On 30/07/12 07:28, Michael Mol wrote:
On Sun, Jul 29, 2012 at 11:55 PM, Nikos Chantziaras <rea...@gmail.com> wrote:
On 30/07/12 06:08, Michael Mol wrote:

On Sun, Jul 29, 2012 at 10:50 PM, Nikos Chantziaras <rea...@gmail.com>
wrote:

On 30/07/12 05:23, Philip Webb wrote:

i5-2550K & FX-4100 both use  95 W
(some of the more costly AMDs use  125 W ).



Note that power savings are not important if you're not using a laptop.
CPU
power savings on a desktop don't translate to any relevant amount of
money
on your electricity bills.  This is because neither of those CPUs really
use
95W.  That's just the thermal upper limit.

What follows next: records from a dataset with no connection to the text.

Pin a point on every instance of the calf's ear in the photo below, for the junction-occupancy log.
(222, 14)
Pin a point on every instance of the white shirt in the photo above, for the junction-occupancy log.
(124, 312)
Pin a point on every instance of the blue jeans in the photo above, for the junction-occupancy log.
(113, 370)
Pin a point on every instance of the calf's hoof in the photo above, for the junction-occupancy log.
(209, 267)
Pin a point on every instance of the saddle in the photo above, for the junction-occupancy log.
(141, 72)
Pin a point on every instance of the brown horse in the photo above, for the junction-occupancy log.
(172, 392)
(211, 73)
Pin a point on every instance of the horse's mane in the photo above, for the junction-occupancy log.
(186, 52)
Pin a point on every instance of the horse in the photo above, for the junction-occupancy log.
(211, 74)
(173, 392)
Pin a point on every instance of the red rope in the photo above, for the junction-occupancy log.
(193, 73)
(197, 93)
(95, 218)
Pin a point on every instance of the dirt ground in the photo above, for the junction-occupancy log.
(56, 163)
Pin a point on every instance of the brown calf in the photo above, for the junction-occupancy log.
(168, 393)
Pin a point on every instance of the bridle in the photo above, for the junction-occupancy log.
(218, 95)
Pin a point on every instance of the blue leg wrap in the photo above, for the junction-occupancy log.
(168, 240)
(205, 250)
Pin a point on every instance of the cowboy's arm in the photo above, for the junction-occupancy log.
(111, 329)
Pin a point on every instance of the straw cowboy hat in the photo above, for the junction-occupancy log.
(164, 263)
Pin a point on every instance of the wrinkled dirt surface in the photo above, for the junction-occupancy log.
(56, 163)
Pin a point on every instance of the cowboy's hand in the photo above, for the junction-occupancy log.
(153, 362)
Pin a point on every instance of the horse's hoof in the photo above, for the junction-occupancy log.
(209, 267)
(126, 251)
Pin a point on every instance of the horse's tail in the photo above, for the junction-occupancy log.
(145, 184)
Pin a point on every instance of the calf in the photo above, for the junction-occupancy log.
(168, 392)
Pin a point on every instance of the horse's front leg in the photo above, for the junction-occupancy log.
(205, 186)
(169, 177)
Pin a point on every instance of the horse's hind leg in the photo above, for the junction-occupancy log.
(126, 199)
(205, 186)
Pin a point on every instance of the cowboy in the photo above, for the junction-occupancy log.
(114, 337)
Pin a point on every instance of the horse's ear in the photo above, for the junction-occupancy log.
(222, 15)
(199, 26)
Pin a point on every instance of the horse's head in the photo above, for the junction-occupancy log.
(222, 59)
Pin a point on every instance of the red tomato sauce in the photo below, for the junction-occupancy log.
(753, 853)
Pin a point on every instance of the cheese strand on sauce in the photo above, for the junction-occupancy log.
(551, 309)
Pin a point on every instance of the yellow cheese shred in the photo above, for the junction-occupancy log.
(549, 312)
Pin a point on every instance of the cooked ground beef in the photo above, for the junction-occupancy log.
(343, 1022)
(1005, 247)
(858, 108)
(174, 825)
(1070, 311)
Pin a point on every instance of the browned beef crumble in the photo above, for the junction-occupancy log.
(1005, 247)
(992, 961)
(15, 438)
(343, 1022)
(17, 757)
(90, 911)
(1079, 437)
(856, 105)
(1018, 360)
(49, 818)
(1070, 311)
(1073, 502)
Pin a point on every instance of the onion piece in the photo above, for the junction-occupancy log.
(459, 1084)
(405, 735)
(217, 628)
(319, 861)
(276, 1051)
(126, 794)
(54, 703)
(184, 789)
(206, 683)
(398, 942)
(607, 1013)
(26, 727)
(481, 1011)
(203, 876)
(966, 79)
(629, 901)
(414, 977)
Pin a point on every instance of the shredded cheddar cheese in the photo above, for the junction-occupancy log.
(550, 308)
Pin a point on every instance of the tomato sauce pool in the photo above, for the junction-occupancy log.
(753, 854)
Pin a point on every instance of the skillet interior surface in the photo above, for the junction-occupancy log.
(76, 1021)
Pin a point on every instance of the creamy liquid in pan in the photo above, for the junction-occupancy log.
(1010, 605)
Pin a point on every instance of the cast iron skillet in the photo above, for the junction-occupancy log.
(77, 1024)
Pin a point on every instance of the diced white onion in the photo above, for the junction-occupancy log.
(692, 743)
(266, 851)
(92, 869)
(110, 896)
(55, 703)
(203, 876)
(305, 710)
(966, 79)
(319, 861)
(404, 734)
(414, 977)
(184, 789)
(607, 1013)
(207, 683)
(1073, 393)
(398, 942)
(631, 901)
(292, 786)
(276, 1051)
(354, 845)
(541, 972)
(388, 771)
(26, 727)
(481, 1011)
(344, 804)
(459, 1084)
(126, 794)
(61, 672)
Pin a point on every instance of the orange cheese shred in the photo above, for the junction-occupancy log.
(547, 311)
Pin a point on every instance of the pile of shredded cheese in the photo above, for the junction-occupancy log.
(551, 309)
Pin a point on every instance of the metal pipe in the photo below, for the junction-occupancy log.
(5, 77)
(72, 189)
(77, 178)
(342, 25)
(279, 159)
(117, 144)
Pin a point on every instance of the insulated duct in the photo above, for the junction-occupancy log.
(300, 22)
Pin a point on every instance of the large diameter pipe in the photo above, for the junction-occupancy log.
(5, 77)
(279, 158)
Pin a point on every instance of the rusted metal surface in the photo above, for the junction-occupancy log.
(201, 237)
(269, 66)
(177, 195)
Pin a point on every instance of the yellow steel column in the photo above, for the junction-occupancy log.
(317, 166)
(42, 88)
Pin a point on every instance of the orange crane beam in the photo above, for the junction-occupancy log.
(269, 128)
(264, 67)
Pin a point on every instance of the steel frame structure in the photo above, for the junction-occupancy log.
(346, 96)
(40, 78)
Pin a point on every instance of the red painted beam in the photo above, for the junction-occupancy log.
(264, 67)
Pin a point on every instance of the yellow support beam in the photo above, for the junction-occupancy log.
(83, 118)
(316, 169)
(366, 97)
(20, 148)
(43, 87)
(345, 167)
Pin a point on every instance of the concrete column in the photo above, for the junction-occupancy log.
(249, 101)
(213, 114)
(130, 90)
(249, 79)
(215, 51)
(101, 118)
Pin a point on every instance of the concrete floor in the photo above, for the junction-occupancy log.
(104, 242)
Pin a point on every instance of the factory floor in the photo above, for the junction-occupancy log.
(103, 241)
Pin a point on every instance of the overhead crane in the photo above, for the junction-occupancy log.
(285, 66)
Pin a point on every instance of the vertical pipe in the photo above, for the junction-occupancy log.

To be fair, power savings are relevant if you're concerned about your
electric bill, or if you're concerned about heat management in your
system.

Consider my dual E5345...leaving that on 24x7 appears to cost me about
90USD/mo.


CPU power savings will transform that into a 89.9USD/mo ;-)  That's what I
mean.  It's not worth much.  It helps quite a bit with laptop battery life.
But for desktops, it doesn't do anything too useful.

If you really want the hard numbers, check out some place like Tom's
Hardware or Phoronix. I forget which does the power consumption
measurements. At some of the hardware review blogs, you can get
numbers on idle vs full-load power consumption, as measured at the
wall. The difference truly is striking.

When you have full load, the CPU won't clock down. So nothing saved there. If you don't have full load, the clock-down doesn't save much compared to max clocks while idle.